Ace Frehley doesn’t “like talking politics.”
The original lead guitarist for rock super group KISS said he “frown[s] on musicians who get up on a platform and start talking about the president” but he was happy to do so himself in a recent podcast interview.
The 67-year-old rocker believes Americans should wholeheartedly support President Donald Trump and anyone who does not, should “go move to another country,” as he shared in an episode of “Juliet: Unexpected.”
“I hate politics,” Frehley said on the podcast. “I don’t like talking politics, and I don’t think politics and music mix. I really frown on musicians who get up on a platform and start talking about the president or complain about — I just don’t think it belongs.”
“I’m an entertainer. There’s no reason to bring up politics. Let me play my guitar and write songs and entertain people. That’s my job,” he added.
He also feels pretty strongly about unconditionally supporting the president of the United States, regardless of what one thinks of him personally.
“He was elected,” Frehley said. “We live under the Constitution of the United States, and you’re supposed to support your president.
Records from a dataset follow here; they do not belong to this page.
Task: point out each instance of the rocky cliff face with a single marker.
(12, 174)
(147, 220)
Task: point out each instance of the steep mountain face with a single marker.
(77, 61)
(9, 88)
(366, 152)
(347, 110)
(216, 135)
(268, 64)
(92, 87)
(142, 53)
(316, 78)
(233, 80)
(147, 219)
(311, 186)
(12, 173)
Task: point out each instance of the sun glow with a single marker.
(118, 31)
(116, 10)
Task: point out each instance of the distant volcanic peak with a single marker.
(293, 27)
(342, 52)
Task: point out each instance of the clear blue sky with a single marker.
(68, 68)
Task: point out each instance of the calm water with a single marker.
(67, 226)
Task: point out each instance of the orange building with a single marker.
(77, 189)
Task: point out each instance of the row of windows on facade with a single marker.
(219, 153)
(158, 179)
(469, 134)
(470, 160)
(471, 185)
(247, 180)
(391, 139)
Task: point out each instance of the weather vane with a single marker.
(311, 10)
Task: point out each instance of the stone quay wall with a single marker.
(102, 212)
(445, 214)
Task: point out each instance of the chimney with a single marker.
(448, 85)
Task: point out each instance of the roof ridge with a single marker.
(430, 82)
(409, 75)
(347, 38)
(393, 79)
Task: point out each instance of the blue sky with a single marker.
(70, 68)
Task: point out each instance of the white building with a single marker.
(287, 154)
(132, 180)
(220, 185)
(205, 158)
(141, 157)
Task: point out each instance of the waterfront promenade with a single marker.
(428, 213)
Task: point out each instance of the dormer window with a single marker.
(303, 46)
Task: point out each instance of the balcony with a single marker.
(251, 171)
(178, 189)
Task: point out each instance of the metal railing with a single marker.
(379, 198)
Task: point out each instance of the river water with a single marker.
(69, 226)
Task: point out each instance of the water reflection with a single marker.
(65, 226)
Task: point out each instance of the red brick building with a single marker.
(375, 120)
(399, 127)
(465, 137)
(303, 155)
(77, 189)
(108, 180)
Love him or hate him, you’re supposed to support him, or go move to another country.”
Frehley, who co-founded Kiss in 1973, believes the right to free speech shouldn’t mean anyone with an agenda should jump on an anti-government “bandwagon.”
“Being American, we have the right to free speech, and I’m all for everybody putting their two cents in on everything, but when musicians or actors get really verbal and jump on a bandwagon against our government, I don’t agree with that,” he said.
While Frehley thinks Trump critics should be packing their bags, researchers have found that one-third of natural-born Americans actually have considered moving outside of the U.S., but the president has nothing to do with it.
A new report by researchers from Tufts University and the University of Kent in the United Kingdom has found that liberal or conservative political ideologies have little to do with the desire to live abroad. The most popular reason, at 87.4 percent, is simply a desire to explore the world.
“While one might think that ideological orientation plays a role, at least in this pre-Trump survey, we found out that it did not, at least not directly,” Dr. Amanda Klekowski von Koppenfels, of Kent’s Brussels School of International Studies, said in a news release.
A person’s national identity was also an important factor in how the results turned out in the study using data from 2014.
“We asked respondents if they had a ‘very strong,’ ‘somewhat strong,’ ‘not very strong,’ or ‘not strong at all’ American national identity. Those who had anything other than ‘very strong’ national identity were more likely to aspire to live abroad,” Klekowski von Koppenfels told StudyFinds.
A little more than half of the respondent, 58.4 percent, said they did not plan to live outside the U.S. for a period of time in the future.